Mapping the Functional Domains within the Carboxyl Terminus of -Tropomyosin Encoded by the Alternatively Spliced Ninth Exon

(Received for publication, August 25, 1995; and in revised form, December 16, 1995)

Robin L. Hammell Sarah E. Hitchcock-DeGregori

Tropomyosins are highly conserved, coiled-coil actin binding proteins found in most eukaryotic cells. Striated and smooth muscle alpha-tropomyosins differ by the regions encoded by exons 2 and 9. Unacetylated smooth tropomyosin expressed in Escherichia coli binds actin with high affinity, whereas unacetylated striated tropomyosin requires troponin, found only in striated muscle, for strong actin binding. The residues encoded by exon 9 cause these differences (Cho, Y.-J., and Hitchcock-DeGregori, S. E.(1991) Proc. Natl. Acad. Sci. U. S. A. 88, 10153-10157). We mapped the functional domains encoded by the alpha-tropomyosin exon 9a (striated muscle-specific) and 9d (constitutively expressed), by measuring actin binding and regulation of the actomyosin MgATPase by tropomyosin exon 9 chimeras and truncation mutants expressed in E. coli.
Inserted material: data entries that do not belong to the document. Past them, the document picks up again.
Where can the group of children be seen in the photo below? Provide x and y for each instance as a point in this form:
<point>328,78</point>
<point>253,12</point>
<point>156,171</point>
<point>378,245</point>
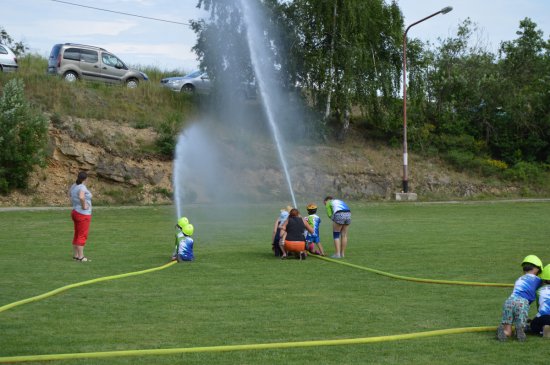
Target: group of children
<point>311,237</point>
<point>533,285</point>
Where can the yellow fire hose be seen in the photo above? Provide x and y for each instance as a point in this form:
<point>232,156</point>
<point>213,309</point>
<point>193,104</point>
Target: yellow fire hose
<point>82,283</point>
<point>408,278</point>
<point>264,346</point>
<point>259,346</point>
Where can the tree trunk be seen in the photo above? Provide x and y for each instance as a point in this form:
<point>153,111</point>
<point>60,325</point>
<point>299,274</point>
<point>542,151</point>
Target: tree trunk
<point>331,66</point>
<point>345,124</point>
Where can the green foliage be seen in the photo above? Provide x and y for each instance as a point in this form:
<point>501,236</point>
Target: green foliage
<point>526,172</point>
<point>23,137</point>
<point>19,48</point>
<point>167,137</point>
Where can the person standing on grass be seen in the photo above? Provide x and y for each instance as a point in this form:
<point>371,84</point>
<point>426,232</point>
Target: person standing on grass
<point>541,323</point>
<point>312,239</point>
<point>516,308</point>
<point>340,214</point>
<point>276,235</point>
<point>292,234</point>
<point>81,200</point>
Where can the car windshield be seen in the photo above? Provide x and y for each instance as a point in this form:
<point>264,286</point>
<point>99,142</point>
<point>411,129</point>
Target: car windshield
<point>192,75</point>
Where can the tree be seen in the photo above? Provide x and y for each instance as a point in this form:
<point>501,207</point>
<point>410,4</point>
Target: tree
<point>343,53</point>
<point>19,48</point>
<point>23,137</point>
<point>349,55</point>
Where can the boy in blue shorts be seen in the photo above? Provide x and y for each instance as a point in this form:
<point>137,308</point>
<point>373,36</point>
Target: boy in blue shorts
<point>340,214</point>
<point>312,239</point>
<point>541,323</point>
<point>516,307</point>
<point>184,243</point>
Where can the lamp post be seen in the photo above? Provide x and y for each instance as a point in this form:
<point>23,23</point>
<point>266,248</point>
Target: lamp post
<point>405,154</point>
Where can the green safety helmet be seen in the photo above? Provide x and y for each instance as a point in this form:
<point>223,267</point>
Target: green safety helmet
<point>545,273</point>
<point>183,221</point>
<point>188,229</point>
<point>532,259</point>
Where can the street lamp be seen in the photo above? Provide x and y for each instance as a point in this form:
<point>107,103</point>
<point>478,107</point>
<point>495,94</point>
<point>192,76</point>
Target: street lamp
<point>405,154</point>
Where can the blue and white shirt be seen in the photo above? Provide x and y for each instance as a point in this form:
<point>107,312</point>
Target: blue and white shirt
<point>184,247</point>
<point>314,221</point>
<point>335,206</point>
<point>543,300</point>
<point>526,287</point>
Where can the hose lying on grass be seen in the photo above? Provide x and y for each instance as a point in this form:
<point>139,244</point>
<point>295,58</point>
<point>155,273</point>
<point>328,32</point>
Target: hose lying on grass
<point>408,278</point>
<point>82,283</point>
<point>259,346</point>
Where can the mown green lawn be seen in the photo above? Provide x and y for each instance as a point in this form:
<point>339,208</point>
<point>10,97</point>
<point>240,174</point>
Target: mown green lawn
<point>236,292</point>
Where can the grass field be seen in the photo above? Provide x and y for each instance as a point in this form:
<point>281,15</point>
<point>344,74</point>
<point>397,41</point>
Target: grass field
<point>237,293</point>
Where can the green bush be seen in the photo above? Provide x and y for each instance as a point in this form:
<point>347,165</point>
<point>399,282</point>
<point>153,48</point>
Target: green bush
<point>23,137</point>
<point>526,172</point>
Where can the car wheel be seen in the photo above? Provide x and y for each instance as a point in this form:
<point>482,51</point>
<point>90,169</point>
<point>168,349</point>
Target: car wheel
<point>70,76</point>
<point>132,83</point>
<point>188,88</point>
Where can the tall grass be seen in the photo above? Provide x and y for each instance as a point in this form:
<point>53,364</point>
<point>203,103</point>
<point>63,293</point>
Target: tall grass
<point>236,292</point>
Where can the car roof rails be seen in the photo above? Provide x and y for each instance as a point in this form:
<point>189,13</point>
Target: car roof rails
<point>84,45</point>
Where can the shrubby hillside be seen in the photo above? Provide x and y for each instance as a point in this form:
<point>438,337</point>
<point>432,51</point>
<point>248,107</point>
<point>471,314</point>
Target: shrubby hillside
<point>125,139</point>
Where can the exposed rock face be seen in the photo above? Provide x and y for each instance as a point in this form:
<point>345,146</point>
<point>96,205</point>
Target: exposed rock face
<point>120,173</point>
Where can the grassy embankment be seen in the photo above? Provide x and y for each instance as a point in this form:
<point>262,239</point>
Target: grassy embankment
<point>237,293</point>
<point>149,105</point>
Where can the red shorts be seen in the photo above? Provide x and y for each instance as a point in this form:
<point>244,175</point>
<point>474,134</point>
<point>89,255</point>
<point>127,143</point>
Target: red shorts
<point>295,246</point>
<point>81,227</point>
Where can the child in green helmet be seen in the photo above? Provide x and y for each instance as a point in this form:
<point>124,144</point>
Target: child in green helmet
<point>540,325</point>
<point>516,308</point>
<point>183,250</point>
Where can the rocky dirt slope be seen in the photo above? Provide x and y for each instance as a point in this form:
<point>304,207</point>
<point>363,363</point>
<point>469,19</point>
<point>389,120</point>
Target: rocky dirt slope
<point>122,174</point>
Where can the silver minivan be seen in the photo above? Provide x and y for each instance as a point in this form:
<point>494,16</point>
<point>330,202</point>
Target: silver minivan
<point>78,61</point>
<point>8,60</point>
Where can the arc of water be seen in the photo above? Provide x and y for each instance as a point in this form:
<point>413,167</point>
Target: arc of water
<point>253,28</point>
<point>177,175</point>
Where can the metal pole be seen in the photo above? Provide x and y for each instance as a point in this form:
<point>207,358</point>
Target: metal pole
<point>405,152</point>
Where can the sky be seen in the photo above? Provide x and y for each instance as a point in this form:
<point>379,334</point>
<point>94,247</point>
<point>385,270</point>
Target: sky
<point>145,42</point>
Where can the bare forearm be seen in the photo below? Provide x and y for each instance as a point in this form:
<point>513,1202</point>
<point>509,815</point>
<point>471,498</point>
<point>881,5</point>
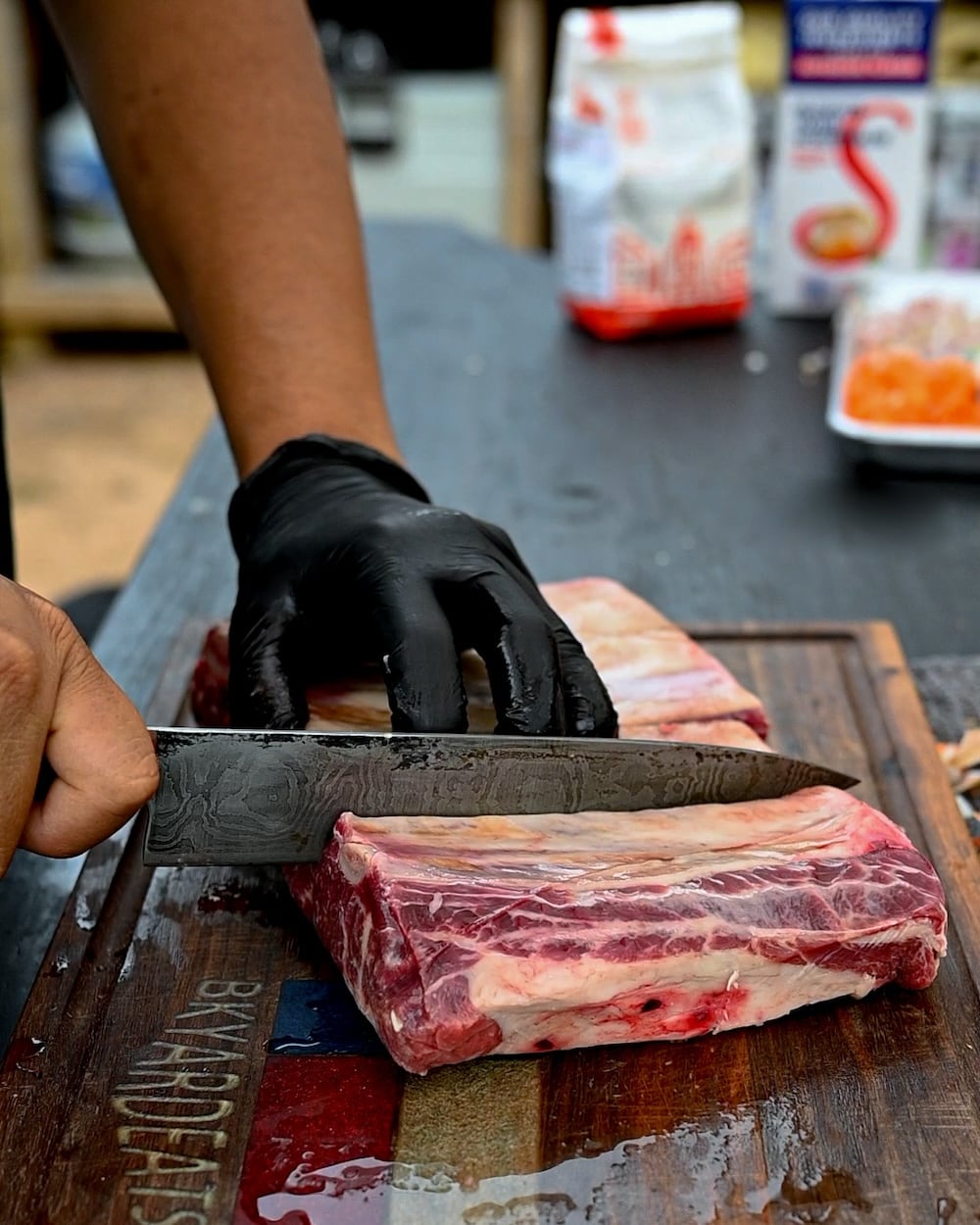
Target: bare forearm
<point>220,130</point>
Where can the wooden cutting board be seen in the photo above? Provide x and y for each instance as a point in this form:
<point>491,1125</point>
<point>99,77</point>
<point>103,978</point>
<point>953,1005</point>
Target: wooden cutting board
<point>187,1056</point>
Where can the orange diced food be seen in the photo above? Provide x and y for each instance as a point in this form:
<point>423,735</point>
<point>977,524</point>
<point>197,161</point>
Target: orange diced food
<point>901,387</point>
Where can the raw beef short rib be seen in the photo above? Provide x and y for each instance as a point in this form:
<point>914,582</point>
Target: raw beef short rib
<point>461,937</point>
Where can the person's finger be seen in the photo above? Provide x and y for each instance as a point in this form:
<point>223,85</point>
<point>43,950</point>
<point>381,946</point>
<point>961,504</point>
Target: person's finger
<point>264,687</point>
<point>588,709</point>
<point>98,750</point>
<point>28,682</point>
<point>514,641</point>
<point>419,658</point>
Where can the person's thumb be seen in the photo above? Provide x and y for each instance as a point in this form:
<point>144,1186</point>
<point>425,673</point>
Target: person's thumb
<point>101,759</point>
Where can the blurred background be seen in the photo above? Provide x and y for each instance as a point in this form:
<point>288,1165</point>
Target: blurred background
<point>444,107</point>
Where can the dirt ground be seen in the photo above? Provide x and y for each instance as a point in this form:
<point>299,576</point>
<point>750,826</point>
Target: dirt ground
<point>96,445</point>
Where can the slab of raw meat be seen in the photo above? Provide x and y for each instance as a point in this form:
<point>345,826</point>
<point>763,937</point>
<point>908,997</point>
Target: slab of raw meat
<point>662,685</point>
<point>461,937</point>
<point>465,937</point>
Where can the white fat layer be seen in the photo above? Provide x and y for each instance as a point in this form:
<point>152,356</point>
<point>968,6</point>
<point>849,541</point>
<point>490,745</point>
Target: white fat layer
<point>765,990</point>
<point>354,860</point>
<point>505,986</point>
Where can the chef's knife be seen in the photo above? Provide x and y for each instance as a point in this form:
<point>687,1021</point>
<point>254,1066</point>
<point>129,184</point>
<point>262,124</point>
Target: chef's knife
<point>273,797</point>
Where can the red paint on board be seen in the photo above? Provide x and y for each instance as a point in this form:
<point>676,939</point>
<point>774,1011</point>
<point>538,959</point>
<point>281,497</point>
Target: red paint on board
<point>314,1112</point>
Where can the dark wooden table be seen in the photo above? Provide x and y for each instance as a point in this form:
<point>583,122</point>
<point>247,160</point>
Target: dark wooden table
<point>715,493</point>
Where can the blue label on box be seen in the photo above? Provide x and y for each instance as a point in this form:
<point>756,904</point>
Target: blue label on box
<point>861,40</point>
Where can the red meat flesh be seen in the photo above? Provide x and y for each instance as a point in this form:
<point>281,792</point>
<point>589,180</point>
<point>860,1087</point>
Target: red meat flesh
<point>462,937</point>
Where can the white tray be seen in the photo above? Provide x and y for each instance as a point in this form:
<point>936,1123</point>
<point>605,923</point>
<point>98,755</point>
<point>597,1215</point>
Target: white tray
<point>925,449</point>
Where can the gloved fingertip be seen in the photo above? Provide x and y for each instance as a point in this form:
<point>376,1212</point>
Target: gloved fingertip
<point>588,706</point>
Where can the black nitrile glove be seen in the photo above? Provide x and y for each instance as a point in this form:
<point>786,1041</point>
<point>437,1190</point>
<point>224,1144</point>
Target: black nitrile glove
<point>342,559</point>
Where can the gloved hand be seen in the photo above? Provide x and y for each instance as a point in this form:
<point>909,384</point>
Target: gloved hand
<point>343,560</point>
<point>77,760</point>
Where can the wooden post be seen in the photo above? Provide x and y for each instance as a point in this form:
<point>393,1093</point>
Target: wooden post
<point>522,63</point>
<point>23,243</point>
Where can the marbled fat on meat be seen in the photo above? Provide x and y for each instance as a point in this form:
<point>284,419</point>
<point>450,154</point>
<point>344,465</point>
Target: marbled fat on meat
<point>462,937</point>
<point>500,935</point>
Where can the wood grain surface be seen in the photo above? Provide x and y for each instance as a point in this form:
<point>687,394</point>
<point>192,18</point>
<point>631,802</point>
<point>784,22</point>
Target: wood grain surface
<point>847,1112</point>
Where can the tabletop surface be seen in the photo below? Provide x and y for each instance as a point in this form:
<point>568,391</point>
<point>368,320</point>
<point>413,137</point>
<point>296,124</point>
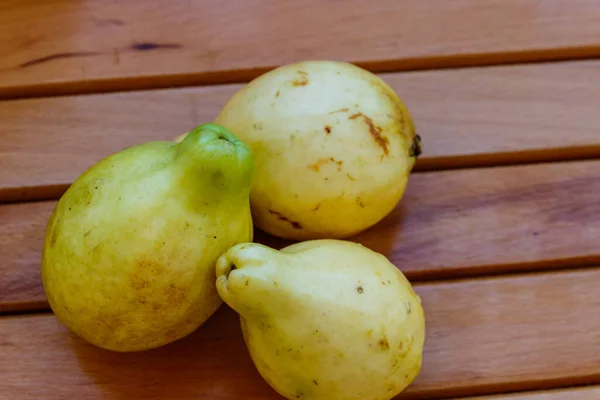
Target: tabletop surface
<point>499,230</point>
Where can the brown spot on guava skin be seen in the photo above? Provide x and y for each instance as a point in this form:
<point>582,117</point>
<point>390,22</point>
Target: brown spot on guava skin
<point>281,217</point>
<point>416,148</point>
<point>383,344</point>
<point>375,132</point>
<point>302,80</point>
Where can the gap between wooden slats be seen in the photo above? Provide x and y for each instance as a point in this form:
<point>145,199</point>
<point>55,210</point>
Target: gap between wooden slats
<point>467,118</point>
<point>68,47</point>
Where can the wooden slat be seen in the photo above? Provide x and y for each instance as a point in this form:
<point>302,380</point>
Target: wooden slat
<point>466,117</point>
<point>450,223</point>
<point>66,46</point>
<point>485,335</point>
<point>584,393</point>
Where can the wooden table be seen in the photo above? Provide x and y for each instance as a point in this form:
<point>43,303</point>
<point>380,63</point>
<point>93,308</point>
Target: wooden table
<point>499,229</point>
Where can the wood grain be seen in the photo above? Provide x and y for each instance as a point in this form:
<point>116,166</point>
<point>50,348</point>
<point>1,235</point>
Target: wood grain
<point>485,335</point>
<point>471,117</point>
<point>66,47</point>
<point>450,223</point>
<point>583,393</point>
We have shown that: 1) the carboxyl-terminal nine residues define the actin affinity of unacetylated tropomyosin; 2) in the presence of Ca, the entire exon 9a is required for troponin to promote fully high affinity actin binding; 3) the first 18 residues encoded by exon 9a are critical for the interaction of troponin with tropomyosin on the thin filament, even in the absence of Ca. The results give new insight into the structural requirements of tropomyosin for thin filament assembly and regulatory function.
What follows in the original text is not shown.